When Vince Lombardi's Packers played the Chiefs in the first "AFL-NFL Championship Game" on January 15, 1967 things were slightly... different. Besides me being 14, that is. (EDIT TO ADD: Yes I know that's a picture of George Halas not Vince Lombardi, Mr. smartass with the email. It's a picture on a blog, not an article in an encylopedia.)


  • Coaches wore a tie with their sport coat or suit. Some came in three-piece suits. Most wore hats, not caps. The coaching staff was 1/4 the size it is now and they did not all wear matching team shirts or sweaters as if they were from some Christian men's bowling league from Rancho Cucamonga.
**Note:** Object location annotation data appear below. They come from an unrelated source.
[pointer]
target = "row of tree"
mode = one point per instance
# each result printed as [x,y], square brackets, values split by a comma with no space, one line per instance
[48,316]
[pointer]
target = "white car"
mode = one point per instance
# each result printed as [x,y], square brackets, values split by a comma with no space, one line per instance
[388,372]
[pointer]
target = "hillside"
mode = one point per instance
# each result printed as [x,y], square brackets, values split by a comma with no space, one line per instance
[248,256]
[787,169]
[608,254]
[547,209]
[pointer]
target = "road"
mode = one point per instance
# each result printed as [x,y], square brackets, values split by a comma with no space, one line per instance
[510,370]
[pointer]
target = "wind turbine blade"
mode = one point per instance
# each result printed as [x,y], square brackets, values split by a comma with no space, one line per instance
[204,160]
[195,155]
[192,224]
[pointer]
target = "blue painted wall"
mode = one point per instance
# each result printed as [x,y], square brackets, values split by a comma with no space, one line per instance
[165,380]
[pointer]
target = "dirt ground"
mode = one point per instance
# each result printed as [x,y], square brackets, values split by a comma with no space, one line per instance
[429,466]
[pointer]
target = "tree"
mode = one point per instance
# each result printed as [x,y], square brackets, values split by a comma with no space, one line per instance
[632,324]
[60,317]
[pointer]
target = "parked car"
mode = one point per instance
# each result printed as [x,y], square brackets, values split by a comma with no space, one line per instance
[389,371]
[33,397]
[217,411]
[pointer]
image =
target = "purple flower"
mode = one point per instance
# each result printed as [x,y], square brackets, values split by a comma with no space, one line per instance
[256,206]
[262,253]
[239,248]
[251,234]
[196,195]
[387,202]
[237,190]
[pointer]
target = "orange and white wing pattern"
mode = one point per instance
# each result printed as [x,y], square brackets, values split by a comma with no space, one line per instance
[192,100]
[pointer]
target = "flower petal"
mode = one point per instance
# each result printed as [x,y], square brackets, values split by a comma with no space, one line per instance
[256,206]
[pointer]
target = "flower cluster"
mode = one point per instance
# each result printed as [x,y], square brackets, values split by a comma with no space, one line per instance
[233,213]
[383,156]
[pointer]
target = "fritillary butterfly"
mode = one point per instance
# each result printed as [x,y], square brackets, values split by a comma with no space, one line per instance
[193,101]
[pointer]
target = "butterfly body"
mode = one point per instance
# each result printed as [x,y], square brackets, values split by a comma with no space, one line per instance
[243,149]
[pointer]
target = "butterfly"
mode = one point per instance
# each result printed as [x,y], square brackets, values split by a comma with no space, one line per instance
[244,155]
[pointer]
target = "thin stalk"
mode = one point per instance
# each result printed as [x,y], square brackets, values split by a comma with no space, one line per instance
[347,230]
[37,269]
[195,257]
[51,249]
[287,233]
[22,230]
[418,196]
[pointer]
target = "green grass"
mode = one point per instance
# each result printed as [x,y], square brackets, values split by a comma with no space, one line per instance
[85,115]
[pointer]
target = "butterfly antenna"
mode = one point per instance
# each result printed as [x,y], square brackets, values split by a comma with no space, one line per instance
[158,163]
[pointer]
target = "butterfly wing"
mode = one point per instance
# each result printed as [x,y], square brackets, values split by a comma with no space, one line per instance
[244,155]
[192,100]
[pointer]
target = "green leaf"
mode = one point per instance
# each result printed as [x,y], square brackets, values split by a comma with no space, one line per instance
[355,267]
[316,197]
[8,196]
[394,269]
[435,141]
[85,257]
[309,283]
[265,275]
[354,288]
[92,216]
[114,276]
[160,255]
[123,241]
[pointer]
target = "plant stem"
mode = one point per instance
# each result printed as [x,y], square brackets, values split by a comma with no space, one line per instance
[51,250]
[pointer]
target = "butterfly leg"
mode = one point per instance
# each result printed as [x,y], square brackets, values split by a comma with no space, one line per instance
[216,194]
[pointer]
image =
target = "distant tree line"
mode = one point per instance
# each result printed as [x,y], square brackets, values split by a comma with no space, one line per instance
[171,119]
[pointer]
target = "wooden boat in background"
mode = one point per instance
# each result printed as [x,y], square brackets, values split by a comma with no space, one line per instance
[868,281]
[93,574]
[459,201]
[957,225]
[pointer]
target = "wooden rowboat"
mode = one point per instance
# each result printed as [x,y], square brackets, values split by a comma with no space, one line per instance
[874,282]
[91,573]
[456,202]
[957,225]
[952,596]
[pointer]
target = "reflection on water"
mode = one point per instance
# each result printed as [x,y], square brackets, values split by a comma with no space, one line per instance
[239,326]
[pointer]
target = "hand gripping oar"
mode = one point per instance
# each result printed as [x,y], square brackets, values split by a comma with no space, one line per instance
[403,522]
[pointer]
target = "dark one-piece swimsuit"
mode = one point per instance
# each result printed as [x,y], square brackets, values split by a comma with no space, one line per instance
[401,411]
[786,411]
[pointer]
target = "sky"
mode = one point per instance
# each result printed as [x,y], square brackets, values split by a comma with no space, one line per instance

Team logos and "team wear" existed on jackets - maybe - and you mostly had to be on the team to get one. There were no stores dedicated to silly knock-offs of team colored shit you could waste your money on. Once in a while you could find a sweatshirt at a store somewhere. Mostly you had to be at the game to find them.
  • Things were just different. Coaches swore at everybody and did not much care if they were "relating" to their players. They were not your Mommy. It's an order, not a suggestion.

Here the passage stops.